Selon mon sonotone (6): Saule et Bob Dylan

Avec ma pote Monika, on avait pris la route depuis Genève, histoire de s’enfoncer en Afrique par voie de terre, à coups de cars improbables et de taxis collectifs bondés, dans l’inavouable objectif de partager une bonne table au Ghana en compagnie d’un ami jurassien en mal d’hydratation.

Deux mois de route, ça vous tanne le cuir. Et lorsque l’inconfort est un choix, presque un plaisir parfois, c’est par les oreilles que vient le soulagement. Indispensable d’avoir dans les écouteurs des musiques qui soulignent le paysage, qui apaisent les coups de blues et donnent des ailes au bitume.sonotone

C’est ainsi que Monika, lors d’un échange rituel de ces appareils qui se nommaient encore «lecteurs mp3» – avant que les i-Machins ne boutent définitivement hors des dictionnaires les antiques walkmen, on disait baladeur quand on était puriste et ça aurait été plus joli avec deux L – je suis tombé sur ce chanteur belge et ses acolytes d’une douceur et d’une élégance revigorantes.

Saule, donc Messieurs, Mesdames. J’ai écouté et réécouté des heures durant cette belle poignée de chansons où l’on parlait de la loi de Murphy et du syndrome de Peter Pan, avec des arrangements fins et fragiles, et des chœurs qui restent scotchés dans le crâne.

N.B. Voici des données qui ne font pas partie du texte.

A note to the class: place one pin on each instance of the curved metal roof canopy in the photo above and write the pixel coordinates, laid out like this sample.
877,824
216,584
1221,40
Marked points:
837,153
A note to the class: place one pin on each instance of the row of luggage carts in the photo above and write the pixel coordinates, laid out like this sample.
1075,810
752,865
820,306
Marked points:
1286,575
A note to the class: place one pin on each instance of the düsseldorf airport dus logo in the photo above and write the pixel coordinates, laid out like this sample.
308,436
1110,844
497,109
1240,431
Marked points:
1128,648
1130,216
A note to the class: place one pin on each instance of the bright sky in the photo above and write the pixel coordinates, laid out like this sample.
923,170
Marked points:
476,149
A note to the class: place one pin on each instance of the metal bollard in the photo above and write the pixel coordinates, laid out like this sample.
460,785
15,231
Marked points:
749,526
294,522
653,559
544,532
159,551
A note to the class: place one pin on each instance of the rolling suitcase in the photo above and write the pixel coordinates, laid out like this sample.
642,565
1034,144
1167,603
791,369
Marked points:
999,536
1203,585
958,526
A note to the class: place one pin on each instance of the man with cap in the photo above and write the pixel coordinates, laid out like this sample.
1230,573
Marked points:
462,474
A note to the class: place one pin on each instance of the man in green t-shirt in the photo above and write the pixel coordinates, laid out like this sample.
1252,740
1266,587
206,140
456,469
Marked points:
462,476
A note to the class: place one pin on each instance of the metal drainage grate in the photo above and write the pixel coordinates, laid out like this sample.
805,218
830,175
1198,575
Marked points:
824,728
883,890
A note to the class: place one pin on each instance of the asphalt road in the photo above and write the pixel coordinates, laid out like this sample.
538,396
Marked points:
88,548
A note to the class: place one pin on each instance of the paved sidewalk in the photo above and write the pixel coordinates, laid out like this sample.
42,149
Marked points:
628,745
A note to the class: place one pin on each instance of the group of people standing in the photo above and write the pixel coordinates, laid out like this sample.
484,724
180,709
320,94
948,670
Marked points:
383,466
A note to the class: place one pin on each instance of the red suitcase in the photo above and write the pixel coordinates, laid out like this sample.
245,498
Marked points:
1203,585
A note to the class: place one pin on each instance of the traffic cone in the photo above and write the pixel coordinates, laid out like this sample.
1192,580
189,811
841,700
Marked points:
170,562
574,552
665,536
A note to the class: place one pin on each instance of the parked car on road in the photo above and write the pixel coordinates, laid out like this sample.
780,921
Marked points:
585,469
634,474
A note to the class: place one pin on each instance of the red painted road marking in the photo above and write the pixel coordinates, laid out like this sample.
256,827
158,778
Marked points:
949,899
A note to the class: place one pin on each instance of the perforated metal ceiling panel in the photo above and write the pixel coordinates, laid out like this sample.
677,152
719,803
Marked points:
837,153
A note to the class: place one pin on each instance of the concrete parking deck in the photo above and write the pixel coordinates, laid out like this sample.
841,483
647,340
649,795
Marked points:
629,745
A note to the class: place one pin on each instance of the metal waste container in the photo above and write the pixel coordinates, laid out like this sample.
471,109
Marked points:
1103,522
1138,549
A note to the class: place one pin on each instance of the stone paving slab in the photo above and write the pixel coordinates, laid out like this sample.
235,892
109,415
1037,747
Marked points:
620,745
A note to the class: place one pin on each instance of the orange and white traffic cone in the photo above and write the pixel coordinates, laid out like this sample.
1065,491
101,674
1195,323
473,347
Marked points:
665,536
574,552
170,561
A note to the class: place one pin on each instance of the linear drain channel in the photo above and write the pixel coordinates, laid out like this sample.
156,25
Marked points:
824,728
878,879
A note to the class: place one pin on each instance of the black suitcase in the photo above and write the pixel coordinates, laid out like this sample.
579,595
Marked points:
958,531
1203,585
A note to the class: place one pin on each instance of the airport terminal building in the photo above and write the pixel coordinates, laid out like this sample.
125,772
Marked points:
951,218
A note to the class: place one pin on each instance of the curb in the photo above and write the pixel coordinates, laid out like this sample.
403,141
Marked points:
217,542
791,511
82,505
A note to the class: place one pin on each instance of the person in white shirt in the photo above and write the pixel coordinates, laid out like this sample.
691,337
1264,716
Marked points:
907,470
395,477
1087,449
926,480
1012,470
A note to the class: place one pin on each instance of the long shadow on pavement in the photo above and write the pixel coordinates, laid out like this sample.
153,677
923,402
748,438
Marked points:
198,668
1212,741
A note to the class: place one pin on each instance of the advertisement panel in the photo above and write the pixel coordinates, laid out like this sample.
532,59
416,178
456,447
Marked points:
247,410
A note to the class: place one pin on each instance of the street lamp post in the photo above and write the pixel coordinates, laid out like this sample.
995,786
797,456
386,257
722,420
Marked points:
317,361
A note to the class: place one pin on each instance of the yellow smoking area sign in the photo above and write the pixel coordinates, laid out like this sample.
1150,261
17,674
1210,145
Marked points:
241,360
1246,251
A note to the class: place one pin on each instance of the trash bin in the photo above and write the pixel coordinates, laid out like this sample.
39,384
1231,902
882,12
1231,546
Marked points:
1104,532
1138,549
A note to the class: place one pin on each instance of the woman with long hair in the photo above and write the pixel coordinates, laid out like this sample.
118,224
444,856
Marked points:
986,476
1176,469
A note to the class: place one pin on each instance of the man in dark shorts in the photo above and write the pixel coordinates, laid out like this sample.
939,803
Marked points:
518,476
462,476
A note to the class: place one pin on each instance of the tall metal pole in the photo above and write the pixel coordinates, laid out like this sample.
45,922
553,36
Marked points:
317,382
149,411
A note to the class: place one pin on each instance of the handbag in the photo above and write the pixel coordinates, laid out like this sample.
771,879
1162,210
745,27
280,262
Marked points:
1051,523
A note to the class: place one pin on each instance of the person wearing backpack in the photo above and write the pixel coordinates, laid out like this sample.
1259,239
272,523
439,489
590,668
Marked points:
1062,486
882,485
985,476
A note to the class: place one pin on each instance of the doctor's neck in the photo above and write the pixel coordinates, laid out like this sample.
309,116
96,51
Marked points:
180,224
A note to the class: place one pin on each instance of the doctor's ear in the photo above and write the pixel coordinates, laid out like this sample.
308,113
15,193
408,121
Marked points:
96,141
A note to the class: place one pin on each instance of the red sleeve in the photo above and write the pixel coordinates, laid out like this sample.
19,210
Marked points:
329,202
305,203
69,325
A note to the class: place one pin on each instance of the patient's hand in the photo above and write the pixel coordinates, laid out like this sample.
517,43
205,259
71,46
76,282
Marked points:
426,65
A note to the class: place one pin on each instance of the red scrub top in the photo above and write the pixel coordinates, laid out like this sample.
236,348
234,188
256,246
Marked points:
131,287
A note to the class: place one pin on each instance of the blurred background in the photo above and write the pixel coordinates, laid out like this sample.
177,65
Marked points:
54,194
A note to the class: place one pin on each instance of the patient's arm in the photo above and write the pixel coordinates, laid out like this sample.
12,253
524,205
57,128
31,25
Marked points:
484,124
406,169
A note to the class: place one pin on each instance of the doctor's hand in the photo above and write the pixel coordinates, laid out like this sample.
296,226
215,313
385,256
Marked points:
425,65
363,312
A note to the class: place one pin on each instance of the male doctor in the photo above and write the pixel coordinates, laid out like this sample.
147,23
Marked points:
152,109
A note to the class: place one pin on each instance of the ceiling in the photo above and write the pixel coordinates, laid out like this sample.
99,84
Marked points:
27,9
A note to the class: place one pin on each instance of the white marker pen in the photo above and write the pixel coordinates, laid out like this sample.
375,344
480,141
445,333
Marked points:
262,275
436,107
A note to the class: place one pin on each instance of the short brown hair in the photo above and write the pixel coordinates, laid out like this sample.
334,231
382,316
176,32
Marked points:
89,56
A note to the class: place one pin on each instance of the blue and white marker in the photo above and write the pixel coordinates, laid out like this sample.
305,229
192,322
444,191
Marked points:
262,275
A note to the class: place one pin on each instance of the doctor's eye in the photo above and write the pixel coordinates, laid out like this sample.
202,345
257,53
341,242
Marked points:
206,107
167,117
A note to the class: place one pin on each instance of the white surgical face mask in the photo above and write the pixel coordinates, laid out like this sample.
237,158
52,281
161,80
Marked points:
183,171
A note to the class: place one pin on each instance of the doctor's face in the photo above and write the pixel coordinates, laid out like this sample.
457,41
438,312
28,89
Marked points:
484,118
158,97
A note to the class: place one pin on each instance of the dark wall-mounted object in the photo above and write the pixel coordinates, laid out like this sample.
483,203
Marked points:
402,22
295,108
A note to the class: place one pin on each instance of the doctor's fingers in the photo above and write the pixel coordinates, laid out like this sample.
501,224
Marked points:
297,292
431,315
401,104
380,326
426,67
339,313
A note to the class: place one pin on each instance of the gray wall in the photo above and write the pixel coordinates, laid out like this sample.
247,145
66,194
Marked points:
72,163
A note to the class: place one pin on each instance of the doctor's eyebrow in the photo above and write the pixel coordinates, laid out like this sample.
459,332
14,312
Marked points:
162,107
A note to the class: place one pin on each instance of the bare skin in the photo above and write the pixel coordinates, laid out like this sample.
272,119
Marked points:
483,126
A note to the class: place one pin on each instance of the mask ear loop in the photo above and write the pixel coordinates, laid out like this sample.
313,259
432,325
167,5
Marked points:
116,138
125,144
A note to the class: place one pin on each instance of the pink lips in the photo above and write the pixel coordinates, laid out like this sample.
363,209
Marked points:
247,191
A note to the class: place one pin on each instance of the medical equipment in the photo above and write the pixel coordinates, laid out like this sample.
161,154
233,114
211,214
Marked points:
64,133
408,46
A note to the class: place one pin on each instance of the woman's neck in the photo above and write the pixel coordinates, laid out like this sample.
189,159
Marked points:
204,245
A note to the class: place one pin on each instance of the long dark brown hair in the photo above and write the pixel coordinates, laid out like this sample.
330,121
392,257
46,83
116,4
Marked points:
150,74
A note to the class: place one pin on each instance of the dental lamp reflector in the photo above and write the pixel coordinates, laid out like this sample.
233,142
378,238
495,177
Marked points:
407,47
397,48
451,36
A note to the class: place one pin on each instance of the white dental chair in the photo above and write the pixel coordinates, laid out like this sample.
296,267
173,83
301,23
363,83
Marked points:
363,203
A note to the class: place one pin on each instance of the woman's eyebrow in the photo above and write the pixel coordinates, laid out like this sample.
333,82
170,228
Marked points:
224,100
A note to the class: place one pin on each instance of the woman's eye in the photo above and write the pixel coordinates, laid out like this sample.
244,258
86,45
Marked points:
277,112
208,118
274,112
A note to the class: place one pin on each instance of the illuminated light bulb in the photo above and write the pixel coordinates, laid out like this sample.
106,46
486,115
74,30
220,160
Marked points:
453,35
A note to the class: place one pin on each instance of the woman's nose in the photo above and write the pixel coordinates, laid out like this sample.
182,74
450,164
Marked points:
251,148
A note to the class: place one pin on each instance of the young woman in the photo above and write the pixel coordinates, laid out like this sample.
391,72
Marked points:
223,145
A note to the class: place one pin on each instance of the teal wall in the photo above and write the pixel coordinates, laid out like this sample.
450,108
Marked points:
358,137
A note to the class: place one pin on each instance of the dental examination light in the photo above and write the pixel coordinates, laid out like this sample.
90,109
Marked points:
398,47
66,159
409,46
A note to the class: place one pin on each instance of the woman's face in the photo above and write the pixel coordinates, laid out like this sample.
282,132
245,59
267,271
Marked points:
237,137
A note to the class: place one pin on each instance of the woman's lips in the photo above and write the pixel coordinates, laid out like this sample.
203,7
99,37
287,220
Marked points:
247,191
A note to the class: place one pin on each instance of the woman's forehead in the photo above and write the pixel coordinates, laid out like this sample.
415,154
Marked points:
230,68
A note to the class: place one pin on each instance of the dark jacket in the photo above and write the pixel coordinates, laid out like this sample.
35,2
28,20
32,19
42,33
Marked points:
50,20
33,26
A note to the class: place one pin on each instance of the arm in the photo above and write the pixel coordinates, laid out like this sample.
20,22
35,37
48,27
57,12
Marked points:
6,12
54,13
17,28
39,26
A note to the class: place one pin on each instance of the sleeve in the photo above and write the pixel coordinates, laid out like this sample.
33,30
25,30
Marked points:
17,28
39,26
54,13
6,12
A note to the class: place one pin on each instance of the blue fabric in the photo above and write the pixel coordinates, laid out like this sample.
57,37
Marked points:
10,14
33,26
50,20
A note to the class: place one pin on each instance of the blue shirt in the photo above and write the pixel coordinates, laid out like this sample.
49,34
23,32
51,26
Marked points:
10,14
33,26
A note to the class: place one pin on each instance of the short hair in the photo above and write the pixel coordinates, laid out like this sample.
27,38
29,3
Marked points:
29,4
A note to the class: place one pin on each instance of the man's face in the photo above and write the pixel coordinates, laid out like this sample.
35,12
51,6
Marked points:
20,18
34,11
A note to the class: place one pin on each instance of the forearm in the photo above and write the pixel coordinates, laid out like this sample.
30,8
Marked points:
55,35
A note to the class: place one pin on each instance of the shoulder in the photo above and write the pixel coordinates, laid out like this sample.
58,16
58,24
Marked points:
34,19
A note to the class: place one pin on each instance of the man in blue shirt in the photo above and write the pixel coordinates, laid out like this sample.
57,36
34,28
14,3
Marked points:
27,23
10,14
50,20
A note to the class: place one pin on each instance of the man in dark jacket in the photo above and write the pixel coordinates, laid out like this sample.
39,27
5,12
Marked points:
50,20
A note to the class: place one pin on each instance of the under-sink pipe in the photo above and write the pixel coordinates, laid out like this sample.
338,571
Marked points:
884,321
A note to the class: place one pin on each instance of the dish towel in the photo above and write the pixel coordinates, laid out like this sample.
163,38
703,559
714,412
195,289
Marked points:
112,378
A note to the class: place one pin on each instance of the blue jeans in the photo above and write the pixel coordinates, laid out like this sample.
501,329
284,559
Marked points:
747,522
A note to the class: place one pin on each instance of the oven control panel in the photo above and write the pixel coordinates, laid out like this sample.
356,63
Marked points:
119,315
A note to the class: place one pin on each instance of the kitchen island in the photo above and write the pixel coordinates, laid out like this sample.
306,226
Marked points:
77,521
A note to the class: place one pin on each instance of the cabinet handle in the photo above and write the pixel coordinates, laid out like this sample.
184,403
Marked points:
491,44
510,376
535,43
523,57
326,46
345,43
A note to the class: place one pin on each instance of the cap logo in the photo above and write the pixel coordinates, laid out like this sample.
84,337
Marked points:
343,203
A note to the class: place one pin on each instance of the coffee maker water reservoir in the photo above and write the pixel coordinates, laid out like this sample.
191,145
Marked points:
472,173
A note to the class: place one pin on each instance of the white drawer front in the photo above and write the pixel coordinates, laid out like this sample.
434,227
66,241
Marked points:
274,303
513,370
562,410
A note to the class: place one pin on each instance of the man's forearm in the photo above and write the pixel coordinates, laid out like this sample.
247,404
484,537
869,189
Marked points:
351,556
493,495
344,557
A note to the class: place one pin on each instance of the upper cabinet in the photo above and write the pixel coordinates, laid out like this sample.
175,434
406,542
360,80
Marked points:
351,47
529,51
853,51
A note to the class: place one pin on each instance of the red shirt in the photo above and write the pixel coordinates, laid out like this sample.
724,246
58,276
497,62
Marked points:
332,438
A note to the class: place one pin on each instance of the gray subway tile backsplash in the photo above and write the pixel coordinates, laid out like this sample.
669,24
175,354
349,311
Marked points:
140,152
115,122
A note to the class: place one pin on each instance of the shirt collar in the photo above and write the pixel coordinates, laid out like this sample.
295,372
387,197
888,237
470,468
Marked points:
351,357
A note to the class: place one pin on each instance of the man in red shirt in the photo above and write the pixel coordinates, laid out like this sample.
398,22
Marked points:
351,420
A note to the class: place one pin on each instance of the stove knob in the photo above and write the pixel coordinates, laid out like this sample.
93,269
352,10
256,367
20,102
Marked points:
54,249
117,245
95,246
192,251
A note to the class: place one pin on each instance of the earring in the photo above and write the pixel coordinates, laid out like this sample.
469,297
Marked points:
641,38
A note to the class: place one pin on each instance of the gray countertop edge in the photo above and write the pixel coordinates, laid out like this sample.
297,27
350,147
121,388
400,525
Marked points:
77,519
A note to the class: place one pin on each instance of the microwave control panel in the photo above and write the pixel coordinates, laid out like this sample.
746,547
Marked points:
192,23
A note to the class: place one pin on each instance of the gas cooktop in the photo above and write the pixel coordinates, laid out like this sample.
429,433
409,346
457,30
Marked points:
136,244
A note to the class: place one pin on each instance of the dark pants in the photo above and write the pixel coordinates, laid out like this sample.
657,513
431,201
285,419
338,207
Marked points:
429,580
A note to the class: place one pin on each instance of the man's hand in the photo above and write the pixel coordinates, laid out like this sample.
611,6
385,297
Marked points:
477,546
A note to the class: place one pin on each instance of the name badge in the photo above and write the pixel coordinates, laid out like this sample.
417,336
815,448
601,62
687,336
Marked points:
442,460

J’ai passé avec Saule une belle nuit d’insomnie, puis je n’ai plus pensé à ce Belge talentueux, comme on oublie un amour d’un soir, trop tendre pour mériter le triste qualificatif de «coup», mais pas assez bouleversant pour vous retenir au matin.

C’était en octobre 2007, du côté de Tan-Tan, au fin fond du Maroc, avant de glisser vers le Sahara Occidental. J’ai passé avec Saule une belle nuit d’insomnie, puis je n’ai plus pensé à ce Belge talentueux, comme on oublie un amour d’un soir, trop tendre pour mériter le triste qualificatif de «coup», mais pas assez bouleversant pour vous retenir au matin.

Laayoune: j’avais retrouvé ma musique et opté pour les incontournables, Blood on the tracks de Bob Dylan et The good son de Nick Cave, la gueule pleine de poussière et le piano scintillant. Il me fallait ça, de la poésie rude et des voix éraillées, pour affronter le désert à venir. Saule n’était plus qu’une impression lointaine, une sonorité agréable, un brin sucrée, qui continuerait à vivre à mon insu dans un monde parallèle.

Bizarre de le savoir sur scène à Bulle, cinq ans plus tard. J’avoue ne pas l’avoir imaginé devant un public, sortant de cette légèreté, de cette grâce un peu flegmatique qui convenait si bien à un album studio. Il est bien temps de mettre des images, de la sueur, du live, sur la voix d’une lointaine nuit africaine.

Les routes les plus plaisantes ne sont jamais très droites et les belles chansons donnent du plaisir sans se soucier du temps qui passe.